Teams, rather than individuals, are now the usual generators of scientific knowledge. How to optimize team interactions is a passionately pursued topic across several disciplines. This research hypothesizes that linguistic entrainment, or the convergence of linguistic properties of spoken conversation, may serve as a valid and relatively easy-to-collect measure that is predictive of team success. From the perspective of developing interventions for team innovation, organizations could unobtrusively measure team effectiveness using entrainment, and intervene with training to aid teams with low entrainment. Similar interventions would be useful for conversational agents that monitor and facilitate group interactions. The work could also support the development of browsers or data mining applications for corpora such as team meetings or classroom discussions.

    To date, most studies of entrainment have focused on conversational dyads rather than the multi-party conversations typical of teams. The technical objective of this research is to develop, validate and evaluate new measures of linguistic entrainment tailored to multi-party conversations. In particular, the first research goal is to develop multi-party entrainment measures that are computable using language technologies, and that are both motivated and validated by the literature on teams. The second goal is to demonstrate the utility of these measures in being associated with team processes and predicting team success. The supporting activities include 1) collection of an experimentally-obtained corpus where teams collaborate on a task where they converse, and where a team process intervention manipulates likely entrainment, 2) development of a set of entrainment measures for multi-party dialogue, 3) use of standard psychological teamwork measures for convergent validity and random conversations for divergent validity, 4) exploration of how the team factors of gender composition and participation equality impact group entrainment, and 5) evaluation of the utility of measuring entrainment for predicting team and dialogue success. This NSF grant is in collaboration with Susannah Paletz.

    How do students learn through text-based discussions in English Language Arts (ELA) classrooms? This study seeks to examine the content of student talk during ELA discussions in order to better understand how students develop their understanding of texts and reasoning skills through discussion.
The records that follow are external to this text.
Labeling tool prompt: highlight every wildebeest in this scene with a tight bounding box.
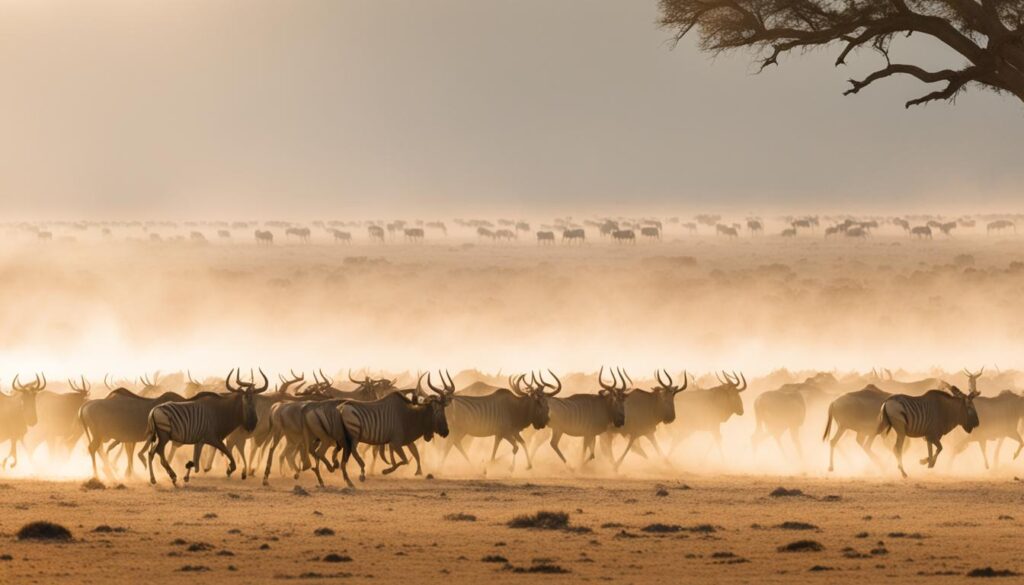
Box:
[0,374,46,469]
[611,229,637,244]
[952,390,1024,469]
[531,367,627,465]
[305,374,455,486]
[673,372,746,456]
[562,227,587,244]
[404,227,423,243]
[878,386,979,477]
[715,223,739,238]
[821,384,892,471]
[601,370,689,469]
[146,370,269,486]
[367,225,384,244]
[27,376,91,457]
[985,219,1017,235]
[441,376,558,470]
[640,226,662,240]
[256,229,273,246]
[910,225,932,240]
[78,387,186,477]
[285,227,310,244]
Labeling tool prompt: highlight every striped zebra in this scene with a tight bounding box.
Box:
[441,375,560,471]
[601,370,689,469]
[147,369,270,486]
[534,366,628,466]
[303,374,455,487]
[878,384,979,477]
Our proposed study uses Natural Language Processing (NLP) to analyze two important features of students’ discussions about texts: specificity and type of evidence. This LRDC internal grant is in collaboration with Amanda Godley.

    Researchers for this project will develop and validate an automated assessment of students' analytic writing skills in response to reading text. During prior work the researchers studied an assessment of students' analytic writing to understand progress toward outcomes in the English Language Arts Common Core State Standards, and to understand effective writing instruction by teachers. The researchers focused on response-to-text assessment because: it is an essential skill for secondary and post-secondary success; current assessments typically examine writing outside of responding to text; and increased attention on analytic writing in schools will result in improved interventions. Recent advances in artificial intelligence offer a potential way forward through automated essay scoring of students' analytic writing at-scale and feedback to improve writing and in the teaching instruction. This IES grant is in collaboration with Rip Correnti and Lindsay Clare Matsumura.
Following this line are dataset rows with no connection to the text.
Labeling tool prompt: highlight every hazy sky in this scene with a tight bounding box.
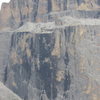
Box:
[0,0,10,9]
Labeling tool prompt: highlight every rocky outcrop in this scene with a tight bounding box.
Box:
[0,0,100,100]
[0,82,21,100]
[0,0,100,30]
[2,17,100,100]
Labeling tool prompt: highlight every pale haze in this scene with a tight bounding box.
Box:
[0,0,10,9]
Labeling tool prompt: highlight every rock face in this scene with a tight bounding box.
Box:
[0,82,21,100]
[0,0,100,100]
[0,0,100,30]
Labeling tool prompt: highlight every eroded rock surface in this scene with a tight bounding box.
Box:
[0,0,100,100]
[0,82,21,100]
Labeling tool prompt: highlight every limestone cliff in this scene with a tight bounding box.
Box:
[0,0,100,100]
[0,82,21,100]
[0,0,100,30]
    Writing and revising are essential parts of learning, yet many college students graduate without demonstrating improvement or mastery of academic writing. This project explores the feasibility of improving students' academic writing through a revision environment that integrates natural language processing methods, best practices in data visualization and user interfaces, and current pedagogical theories. The environment will support and encourage students to develop self-regulation skills that are necessary for writing and revising, including goal-setting, selection of writing strategies, and self-monitoring of progress. As a learning technology, the environment can be applied on a large scale, thereby improving the writing of diverse student populations, including English learners.

    Three stages of investigation are planned. First, to analyze data on students' revision behaviors, a series of experiments are conducted to study interactions between students and variations of the revision writing environment. Second, the collected data forms the gold standard for developing an end-to-end system that automatically extracts revisions between student drafts and identifies the goal for each revision. Multiple extraction algorithms are considered, including phrasal alignment based on semantic similarity metrics and deep learning approaches. To identify the goal of a revision, a supervised classifier is trained from the gold standard. A diverse set of features and the representations of the identified goals (e.g., granularity, scope) are explored. In addition to the "extract-then-classify" pipeline, an alternative joint sequence labeling model is also developed. The labeling of sequences is used to recognize revision goals and the sequences are mutated to generate possible corrections of sentence alignments for revision extraction. The writing environment is iteratively refined, augmenting the interface prototyping through frequent user studies. Third, a complete end-to-end system that integrates the most successful component models is deployed in college-level writing classes. Student progress is tracked across multiple assignments. This NSF grant is in collaboration with Amanda Godley and Rebecca Hwa.